そう、今から一時間ほど前に、隣家に住むアーサーの親友、オーウェンが我が家へやってきた。
明け方の馬車の音は、隣にもバッチリ聞こえ、心配した彼はアーサーを迎えがてら、様子を見に来てくれたのである。
ちなみに、アーサーが学院の寮を引き払ったタイミングで、オーウェンも同じく自宅から通うことにした為、朝は共に登校することも多いのだ。

書類と格闘するアーサーから、リリーの婚約の話を聞いたオーウェンは、話の進み具合の早さに驚いていた。
だが、彼が何より心配したのは親友アーサーのことだった。
リリーの婚約によって、王家と繋がりが出来るスペンサー家の嫡男であるアーサーは、いまだ婚約者も恋人もいない。
こんなチャンスを、独身の令嬢が居る家が見逃すはずもなく、第3王子との婚約が公になれば、アーサーに結婚話がひっきりなしに舞い込むことは想像に難くない。
察しの良い貴族は、ウィリアムの昇爵と、朝方の王家の暴走馬車から、すでにリリーとの婚約に気付いているかもしれない。
そうなれば、学院でのアーサーももはやいつも通りに過ごしては居られず、一騒動起きるのは目に見えている。

ひとしきりアーサーの身を案じたオーウェンは、学院への休みの伝言を引き受けた後、アーサーに提案した。
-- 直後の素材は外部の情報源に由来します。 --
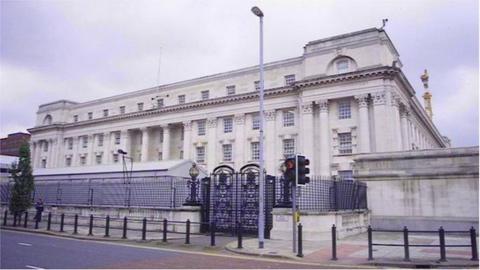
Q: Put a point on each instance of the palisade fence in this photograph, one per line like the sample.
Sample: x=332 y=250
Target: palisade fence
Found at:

「いい案がないこともないけどね。うちの妹と婚約でもすれば?気心しれてるし。色々な意味でいいパートナーになると思うけど?」

そう意味深に言い残し、去っていった。

さて、どうしたものか・・・

アーサーはオーウェンの提案について、それからずっと思案していた。


「王宮からの使いはどんな要件だったのですか?私、寝ていて全然気付かなかったです。」

あの騒音で!?

ウィリアムとアーサーは、騒動の中心人物でありながらそのことにも気付かず、のほほんと朝食を摂り始めたリリーに呆れ、驚いたが、これから一番大変なのはリリーなのである。
とりあえず使いの目的をリリーに伝えなければならないが、ウィリアムは登城しなければならない。
きっと国王が待ちわびていることだろう。

「私は登城せねばならない。詳しい事はアーサーが教えてくれる。リリー、落ち着いてアーサーの話をよく聞くんだよ?」

「ちょっ、父上!?逃げる気ですか!こんな大切な話は父上から・・・」

「いや、急がなければいけないしな。では代わりにお前が国王に謁見してくれるか?」

「無理に決まっているでしょう!」

「では、リリーのことは頼んだぞ!」

「父上ー!!」

なんだかよくわからないが、リリーの前で父子の会話が繰り広げられていた。

何を揉めているのでしょう?
でも二人とも顔色が悪いわ。
寝不足かしら?

モグモグとパンを食べながら、リリーだけが日常と変わらず呑気だった。